The present study investigated irradiated head and neck cancer patients, recommending caution in interpreting the results, despite the high survival rate demonstrated for dental implants. The evaluation of methodological quality, through the AMSTAR 2 tool, showed that although the included studies reported the use of the PRISMA guideline, only two systematic reviews reported prior registration of the research protocol [26, 69]. The PRISMA guideline itself advises indicating where the review protocol can be accessed to allow readers to assess whether any deviations from the protocol compared to what was done may have introduced bias.

Some limitations should be considered when interpreting the results of this umbrella review. The search strategy identified only eleven systematic reviews, all classified with critically low methodological quality. Considering the retrospective nature of most primary studies included in the selected systematic reviews, it was observed that the reported data were notably heterogeneous, especially for questions related to implant characteristics, radiation, and follow-up period. The effect measure used in conducting the selected systematic reviews was the number of implants that failed and the number of implants installed, not including details about the patient or radiation to answer the research question. Additionally, implant surface properties are confounding factors to be considered. In this sense, some studies [15, 24, 7274] sought to evaluate the geometry and surface treatment of the implant. However, it was not possible to reach a consensus on the risk of implant failures based on their characteristics because most individual studies did not report these data.

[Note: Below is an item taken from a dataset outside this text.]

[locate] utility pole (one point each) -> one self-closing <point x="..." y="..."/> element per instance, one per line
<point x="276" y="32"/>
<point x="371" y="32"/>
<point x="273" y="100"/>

The main finding of this study was that, for patients after the diagnosis of head and neck cancer, the survival of implants that were irradiated before and/or after implantation was lower than that of implants placed in non-irradiated patients. The level of evidence in this comprehensive review was impacted by several negative factors and showed a lack of prospective controlled clinical trials. At present, the findings in these studies are not reliable for clinical decision-making because there are no standardized classification systems for oral rehabilitation of irradiated head and neck cancer patients.

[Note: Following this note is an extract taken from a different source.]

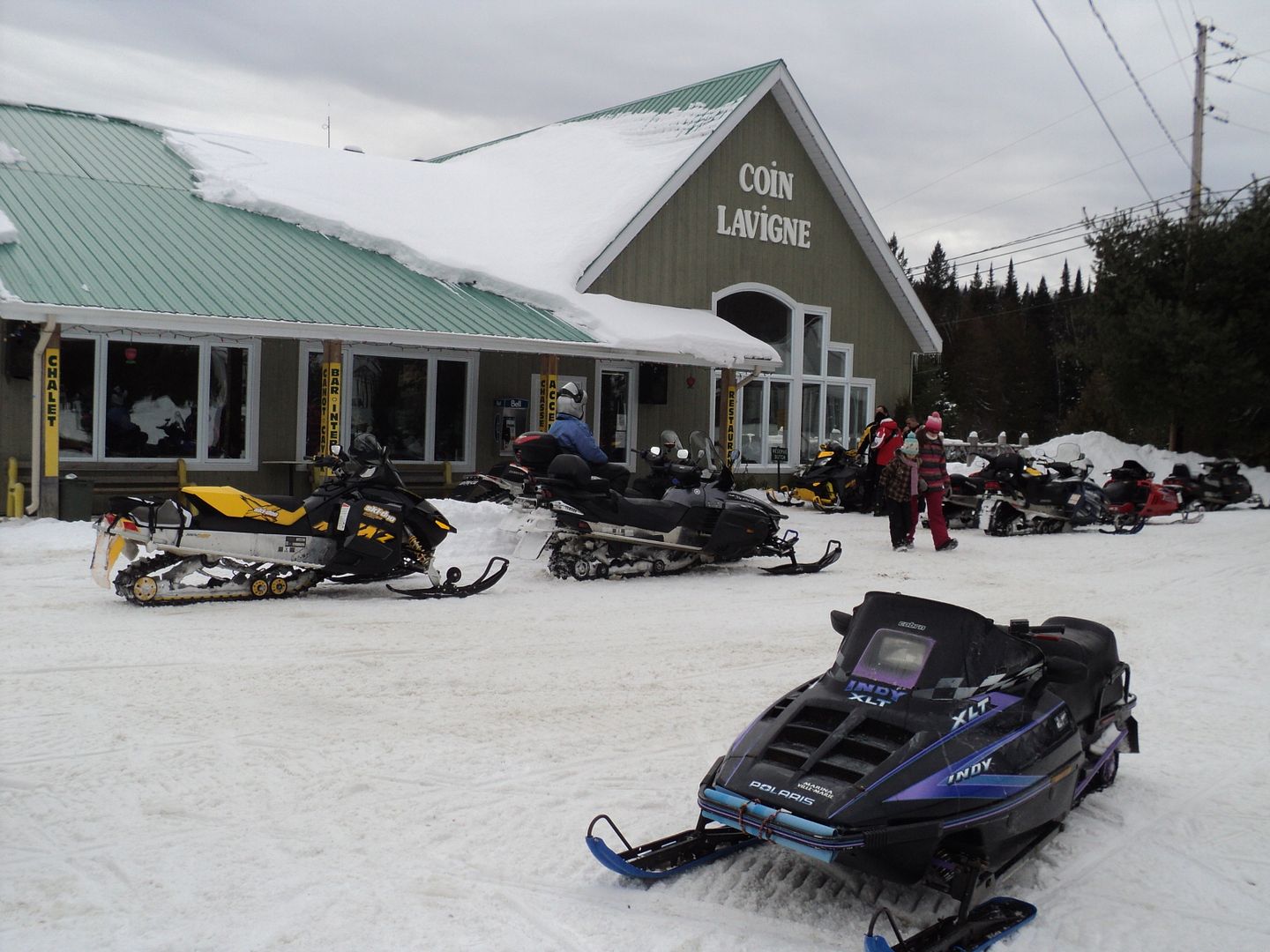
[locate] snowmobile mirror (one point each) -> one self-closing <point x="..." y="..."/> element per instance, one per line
<point x="1065" y="671"/>
<point x="841" y="621"/>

We recommend that future randomized clinical trials be conducted on this topic. On the other hand, we consider the difficulty involved in conducting controlled and randomized experiments in this population. Therefore, new prospective observational studies are needed, combining standardized clinical approaches that can generate more reliable data, for example: individual data on the characteristics of the implants and the radiation dose applied. The literature is poorly explored regarding the influence of radiotherapy on implants placed before the diagnosis of head and neck cancer; future research is also indicated in this regard.

6 Conclusion

Despite weak evidence on dental implant failure in irradiated patients, it is important to evaluate the survival of implants installed before and/or after radiotherapy in head and neck cancer patients, which may improve the quality of life for these patients. Radiotherapy was associated with a higher percentage of dental implant losses, especially for implants installed in the maxilla and grafted bone. Dental implants can be placed in patients who have undergone radiotherapy for head and neck cancer.

The clinical relevance of this research is related to the need for each case to be carefully planned by a multidisciplinary team in order to consider whether the additional risks, costs and increased rehabilitation time are worthwhile. In addition, it is necessary to emphasize the importance of achieving satisfactory oral hygiene, adequate dentures and keeping patients in frequent follow-up appointments.

There are many biases in the selected systematic reviews, and the strength of evidence for analysis is weak. Therefore, the results of this umbrella review are not reliable to provide security in clinical decision-making. New systematic reviews with high methodological quality are necessary to increase the power of evidence in the success of implant installation in irradiated patients with head and neck cancer.